A film about Northwest hip-hop from 1991
One Time's Got No Case
When “One Time’s Got No Case” dropped at the very end of 1991, Sir Mix-A-Lot was wrapping a two-year court battle with his former label NastyMix. So it’s a curious coincidence that his first new song—the first from his own new label Rhyme Cartel—is also legally themed.
(The court case in short: Mix left NastyMix in 1990 to start a brand new Northwest hip-hop label with backing from Rick Rubin and Def American. But it was a messy divorce. NastyMix threatened breach of contract, Mix countersued for unpaid royalties, and the protracted legal battle took two years and cost a reported $1.2 million to untangle, nearly bankrupting both parties. Mix ultimately won his exit and his masters.)
Mix’s new label, Rhyme Cartel, would be devoted exclusively to Northwest rap. “My goal is to solidify the Seattle base,” said Mix to music mag The Rocket, “I kind of feel like the dope man—feed Rick Rubin a little and when he gets hooked he’s gonna want more.”

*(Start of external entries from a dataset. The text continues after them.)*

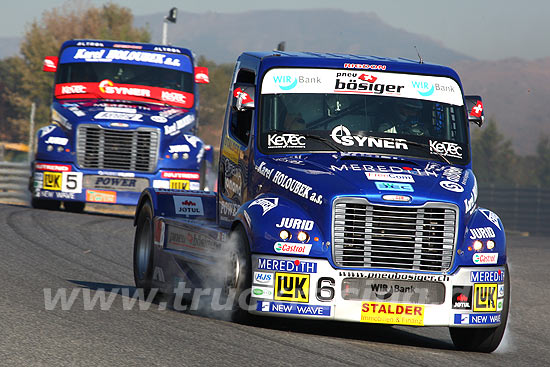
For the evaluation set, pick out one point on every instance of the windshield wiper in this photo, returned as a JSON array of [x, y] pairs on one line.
[[427, 147]]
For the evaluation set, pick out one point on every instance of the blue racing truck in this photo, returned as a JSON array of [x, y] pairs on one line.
[[123, 118], [345, 192]]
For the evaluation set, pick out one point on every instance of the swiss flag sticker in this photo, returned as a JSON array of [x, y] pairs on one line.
[[477, 110]]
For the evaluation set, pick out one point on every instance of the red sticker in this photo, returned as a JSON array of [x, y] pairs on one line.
[[368, 78], [245, 98], [477, 110]]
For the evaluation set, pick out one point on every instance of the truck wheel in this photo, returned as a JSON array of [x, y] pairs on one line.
[[484, 340], [45, 204], [143, 250], [74, 206], [238, 274]]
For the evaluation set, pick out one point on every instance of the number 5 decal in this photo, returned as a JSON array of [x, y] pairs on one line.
[[72, 182]]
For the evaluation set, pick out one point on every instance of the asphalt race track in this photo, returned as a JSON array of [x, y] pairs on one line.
[[42, 252]]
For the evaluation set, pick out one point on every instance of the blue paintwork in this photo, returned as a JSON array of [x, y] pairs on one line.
[[75, 111], [330, 175]]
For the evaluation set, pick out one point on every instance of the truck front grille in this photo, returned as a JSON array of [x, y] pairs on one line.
[[396, 237], [127, 150]]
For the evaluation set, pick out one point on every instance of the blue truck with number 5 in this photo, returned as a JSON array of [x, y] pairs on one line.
[[123, 118], [345, 192]]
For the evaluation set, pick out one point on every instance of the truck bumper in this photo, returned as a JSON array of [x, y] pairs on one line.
[[67, 182], [313, 289]]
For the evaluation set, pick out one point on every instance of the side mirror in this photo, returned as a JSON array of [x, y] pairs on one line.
[[50, 64], [201, 75], [243, 97], [474, 106]]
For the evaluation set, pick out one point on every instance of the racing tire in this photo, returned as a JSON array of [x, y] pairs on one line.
[[238, 277], [45, 204], [74, 206], [484, 340], [143, 250]]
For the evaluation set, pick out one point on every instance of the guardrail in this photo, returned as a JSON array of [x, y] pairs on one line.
[[14, 182]]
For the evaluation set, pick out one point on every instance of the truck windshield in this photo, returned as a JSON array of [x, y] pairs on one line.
[[362, 113], [135, 75]]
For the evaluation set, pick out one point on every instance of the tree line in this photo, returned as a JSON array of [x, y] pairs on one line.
[[22, 82]]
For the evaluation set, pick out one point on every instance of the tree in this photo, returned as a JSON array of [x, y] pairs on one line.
[[542, 167], [27, 81]]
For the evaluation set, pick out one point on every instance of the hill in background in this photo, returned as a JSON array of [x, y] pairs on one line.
[[515, 91]]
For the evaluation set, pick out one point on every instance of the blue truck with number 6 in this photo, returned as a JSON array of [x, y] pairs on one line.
[[345, 192]]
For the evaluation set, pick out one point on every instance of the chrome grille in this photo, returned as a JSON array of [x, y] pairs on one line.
[[396, 237], [127, 150]]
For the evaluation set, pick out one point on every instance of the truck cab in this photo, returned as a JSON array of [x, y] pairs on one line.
[[123, 118], [345, 192]]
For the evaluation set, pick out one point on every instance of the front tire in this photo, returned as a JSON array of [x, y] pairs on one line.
[[238, 274], [484, 340], [143, 249]]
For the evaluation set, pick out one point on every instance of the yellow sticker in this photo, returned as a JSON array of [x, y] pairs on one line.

Backstory aside, “One Time’s” is a song that brings attention to racial profiling by King County police, about cops harassing a Black guy because he’s driving a def car. Mix is dragged to jail for some bullshit and his verses explain how he prevails. It’s an autobiographical caper in the style of Mix’s many other hits. The beat is built around a catchy looping guitar riff, one that feels like a rubber band bouncing his troubles away.
This vinyl includes the extended “Bass Mix” with additional lyrics, an instrumental version, and two new songs—“Lockjaw” and “Sprung On The Cat” from his then-forthcoming 1992 atom bomb album Mack Daddy. What this record made clear—when it promptly sold more than 50,000 copies—was that Mix was finally back on the scene, and victorious.